Troubleshooting an abnormal job duration

You can identify areas of risk from jobs running on your workload cluster that complete within an unusual time period, using Cloudera Observability.

Describes how to locate and troubleshoot an abnormal job duration.

Steps with examples from a Virtual Cluster's Spark engine are used to explain how to further investigate and troubleshoot the cause of an abnormal job duration.

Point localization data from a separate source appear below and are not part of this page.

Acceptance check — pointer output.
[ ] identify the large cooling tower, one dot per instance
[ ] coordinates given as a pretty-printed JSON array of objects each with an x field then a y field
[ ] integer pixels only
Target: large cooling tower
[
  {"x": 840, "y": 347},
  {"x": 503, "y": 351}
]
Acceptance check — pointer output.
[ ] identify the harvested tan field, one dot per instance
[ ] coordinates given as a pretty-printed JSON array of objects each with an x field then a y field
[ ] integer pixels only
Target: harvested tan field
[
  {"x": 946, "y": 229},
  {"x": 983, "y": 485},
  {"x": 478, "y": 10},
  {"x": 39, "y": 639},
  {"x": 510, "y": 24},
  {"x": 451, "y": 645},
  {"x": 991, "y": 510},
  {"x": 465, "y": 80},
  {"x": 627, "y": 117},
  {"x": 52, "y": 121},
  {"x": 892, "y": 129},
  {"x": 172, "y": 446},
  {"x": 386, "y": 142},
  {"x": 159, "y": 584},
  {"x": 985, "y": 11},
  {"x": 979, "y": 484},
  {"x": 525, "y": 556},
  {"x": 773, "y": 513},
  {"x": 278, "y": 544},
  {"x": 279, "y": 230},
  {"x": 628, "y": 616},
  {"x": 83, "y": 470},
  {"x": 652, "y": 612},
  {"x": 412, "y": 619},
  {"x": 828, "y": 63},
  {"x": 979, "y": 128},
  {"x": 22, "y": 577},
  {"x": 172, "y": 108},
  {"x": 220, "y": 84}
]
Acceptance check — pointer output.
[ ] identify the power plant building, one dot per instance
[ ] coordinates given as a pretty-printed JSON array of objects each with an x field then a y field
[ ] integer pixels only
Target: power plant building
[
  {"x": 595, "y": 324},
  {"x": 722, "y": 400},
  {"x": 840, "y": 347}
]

  1. Verify that you are logged in to the Cloudera Observability web UI.
    1. In a supported browser, log into the Cloudera Data Platform (CDP).
      The CDP Cloud web interface landing page opens.
    2. From the Your Enterprise Data Cloud landing page, select the Observability tile.
      The Cloudera Observability landing page opens.
  2. From the Environment Name column in the Environments page, locate and click the name of the environment whose workload diagnostic information requires analysis and troubleshooting.
    For this example, select Virtual Cluster from the Environments list and then select a Virtual Cluster required for analysis.

    The Environment navigation panel opens, which hierarchically lists the environment and its services hosted on the selected environment.

  3. Verify that the Cluster Summary page is displayed.

    The Cluster Summary page, displays performance trends and metrics about the cluster's processed jobs and queries.

  4. Optional: From the time-range list, select a time period that meets your requirements.
  5. If not already expanded, from the Environment navigation panel expand the Virtual Cluster and then select the Spark engine.
  6. Scroll down to the Suboptimal Jobs chart widget and click the Abnormal Duration health check bar.
    The Jobs page opens, listing all the jobs that triggered the Abnormal Duration Health check during the time period, including their health status, the length of time the job took to run, the user who ran the job, the job identification number, and the amount of CPU used to run the job.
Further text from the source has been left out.